Similar in nature to AUIs, Context-Aware Systems [5, 9] employ the user's physical situation, goals, and experience, as well as the system's capabilities to inform action. These systems can recognize and handle repetitive, work-intensive subtasks to allow users to do less to accomplish their goals. Unlike AUIs, user attention is not the primary criterion to determine user context. For example, the Universal Plug (Figure 3) is a tool capable of functioning in several contexts, without any knowledge of the user's activities. When the plug is pressed against a power outlet anywhere in the world, it automatically selects the correct power and voltage. The correct prongs enter the outlet, while the others retract without any user intervention. Being a tool, the plug does not vie for user attention, thus the attentive status of the user is not required to use the plug. The difference between AUIs and Context-Aware Interfaces is that context is always dominated by user attention in an AUI framework.

Back to Top

Prototypes that Sense Attention

Here, we introduce some of the prototypes recently developed at Queen's University and MIT. We begin our discussion by presenting novel attention sensors. To enable a seamless turn-taking process between humans and groups of computers, devices must also communicate attention for the user. Using scenarios, we will illustrate the application of attention sensors in appliances that reason about attentive input and, in turn, convey their own attention.

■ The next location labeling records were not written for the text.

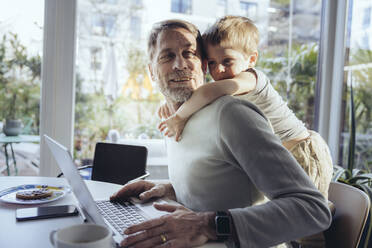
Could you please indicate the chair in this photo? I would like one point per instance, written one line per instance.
(352, 208)
(117, 163)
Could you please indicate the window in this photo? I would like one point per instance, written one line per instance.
(95, 58)
(181, 6)
(367, 17)
(249, 9)
(358, 73)
(135, 27)
(103, 24)
(21, 50)
(288, 58)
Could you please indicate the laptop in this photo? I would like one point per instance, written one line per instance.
(117, 216)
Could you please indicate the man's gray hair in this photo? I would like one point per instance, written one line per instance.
(158, 27)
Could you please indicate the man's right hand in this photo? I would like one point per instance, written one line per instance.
(144, 190)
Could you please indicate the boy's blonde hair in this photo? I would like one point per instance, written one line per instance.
(237, 32)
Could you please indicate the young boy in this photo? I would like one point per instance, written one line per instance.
(231, 47)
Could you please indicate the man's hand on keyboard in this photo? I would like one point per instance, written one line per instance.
(180, 228)
(144, 190)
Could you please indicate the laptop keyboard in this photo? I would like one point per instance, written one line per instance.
(120, 215)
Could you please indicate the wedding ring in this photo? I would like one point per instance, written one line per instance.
(163, 238)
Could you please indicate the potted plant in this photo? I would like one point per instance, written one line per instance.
(358, 178)
(19, 85)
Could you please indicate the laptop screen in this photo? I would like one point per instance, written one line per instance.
(78, 186)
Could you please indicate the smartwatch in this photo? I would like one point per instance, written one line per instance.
(223, 225)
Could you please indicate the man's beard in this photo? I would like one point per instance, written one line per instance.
(177, 94)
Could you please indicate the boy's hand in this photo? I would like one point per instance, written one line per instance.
(164, 111)
(173, 126)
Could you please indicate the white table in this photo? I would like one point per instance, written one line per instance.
(36, 233)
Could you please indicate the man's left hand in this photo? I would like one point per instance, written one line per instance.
(180, 228)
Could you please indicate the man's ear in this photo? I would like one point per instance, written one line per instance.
(253, 59)
(151, 73)
(205, 65)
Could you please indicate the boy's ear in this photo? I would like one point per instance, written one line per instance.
(151, 73)
(205, 65)
(253, 59)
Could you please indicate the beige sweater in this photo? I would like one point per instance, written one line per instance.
(229, 159)
(284, 122)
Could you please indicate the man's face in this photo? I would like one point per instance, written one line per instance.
(177, 64)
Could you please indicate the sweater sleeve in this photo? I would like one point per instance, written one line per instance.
(296, 208)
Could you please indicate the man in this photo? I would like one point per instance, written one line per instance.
(227, 161)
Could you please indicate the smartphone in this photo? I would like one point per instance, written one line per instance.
(46, 212)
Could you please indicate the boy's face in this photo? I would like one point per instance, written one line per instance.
(225, 62)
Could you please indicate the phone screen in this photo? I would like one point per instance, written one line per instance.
(45, 212)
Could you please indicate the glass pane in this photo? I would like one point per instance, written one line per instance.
(358, 73)
(115, 97)
(21, 46)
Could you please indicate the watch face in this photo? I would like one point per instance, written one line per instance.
(223, 225)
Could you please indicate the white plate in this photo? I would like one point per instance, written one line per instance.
(9, 195)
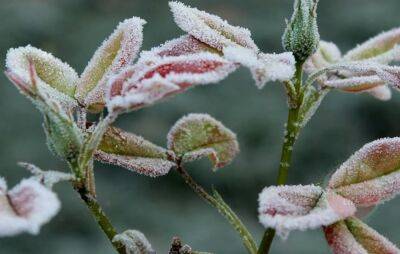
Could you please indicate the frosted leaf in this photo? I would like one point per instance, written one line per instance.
(209, 28)
(326, 54)
(352, 236)
(135, 242)
(264, 67)
(371, 175)
(52, 75)
(197, 135)
(116, 52)
(183, 45)
(381, 93)
(146, 83)
(26, 207)
(47, 178)
(147, 166)
(299, 207)
(382, 44)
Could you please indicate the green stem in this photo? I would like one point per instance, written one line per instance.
(291, 133)
(223, 208)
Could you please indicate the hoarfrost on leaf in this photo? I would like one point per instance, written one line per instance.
(198, 135)
(26, 207)
(352, 236)
(299, 207)
(209, 28)
(116, 52)
(371, 175)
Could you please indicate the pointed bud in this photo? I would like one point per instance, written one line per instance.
(301, 35)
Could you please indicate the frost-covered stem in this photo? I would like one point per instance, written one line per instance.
(291, 132)
(99, 215)
(223, 208)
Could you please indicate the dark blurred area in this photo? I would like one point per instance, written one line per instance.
(165, 207)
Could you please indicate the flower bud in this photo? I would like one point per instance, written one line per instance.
(301, 35)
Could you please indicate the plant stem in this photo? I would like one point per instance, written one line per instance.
(291, 132)
(99, 215)
(223, 208)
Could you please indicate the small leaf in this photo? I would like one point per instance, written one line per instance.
(116, 52)
(26, 207)
(135, 242)
(144, 83)
(210, 29)
(264, 67)
(288, 208)
(371, 175)
(134, 153)
(379, 48)
(52, 75)
(197, 135)
(352, 236)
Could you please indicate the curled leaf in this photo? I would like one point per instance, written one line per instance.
(53, 76)
(198, 135)
(145, 83)
(210, 29)
(135, 242)
(371, 175)
(288, 208)
(115, 53)
(26, 207)
(382, 48)
(264, 67)
(130, 151)
(352, 236)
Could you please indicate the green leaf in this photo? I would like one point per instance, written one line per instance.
(198, 135)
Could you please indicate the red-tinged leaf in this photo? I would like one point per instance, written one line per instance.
(371, 175)
(352, 236)
(210, 29)
(198, 135)
(116, 52)
(288, 208)
(164, 77)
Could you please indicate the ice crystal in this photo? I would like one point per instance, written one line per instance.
(264, 67)
(371, 175)
(155, 78)
(198, 135)
(115, 53)
(135, 242)
(299, 207)
(26, 207)
(209, 28)
(352, 236)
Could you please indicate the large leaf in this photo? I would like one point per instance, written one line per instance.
(371, 175)
(116, 52)
(134, 153)
(288, 208)
(198, 135)
(352, 236)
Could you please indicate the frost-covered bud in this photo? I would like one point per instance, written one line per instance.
(301, 35)
(135, 242)
(26, 207)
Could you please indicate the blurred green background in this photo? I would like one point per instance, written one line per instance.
(166, 207)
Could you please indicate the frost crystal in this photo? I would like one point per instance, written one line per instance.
(288, 208)
(53, 76)
(371, 175)
(155, 78)
(26, 207)
(210, 29)
(264, 67)
(198, 135)
(354, 237)
(115, 53)
(135, 242)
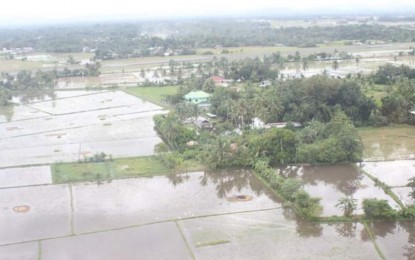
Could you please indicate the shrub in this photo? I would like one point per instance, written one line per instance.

The first attention sensor is Eye aRe (Figure 4), a simple eye movement detection system. Eye aRe glasses report whether the user is looking in the direction of another device or user, augmented with Eye aRe capabilities. Eye aRe detects both pauses in the user's eye movements and light emitted from other Eye aRe devices. Software determines when the user blinks in order to detect aspects of the user's cognitive load, for example, stress and fatigue levels.

Our second attention sensor, eyeCONTACT (Figure 5a), is based on the IBM PupilCam [7]. It consists of a camera that uses computer vision to find pupils in its field of view and detect when users look at the sensor. Unlike most commercially available eye trackers, eyeCONTACT is inexpensive, unobtrusive, tolerant to user head movement, and requires no calibration.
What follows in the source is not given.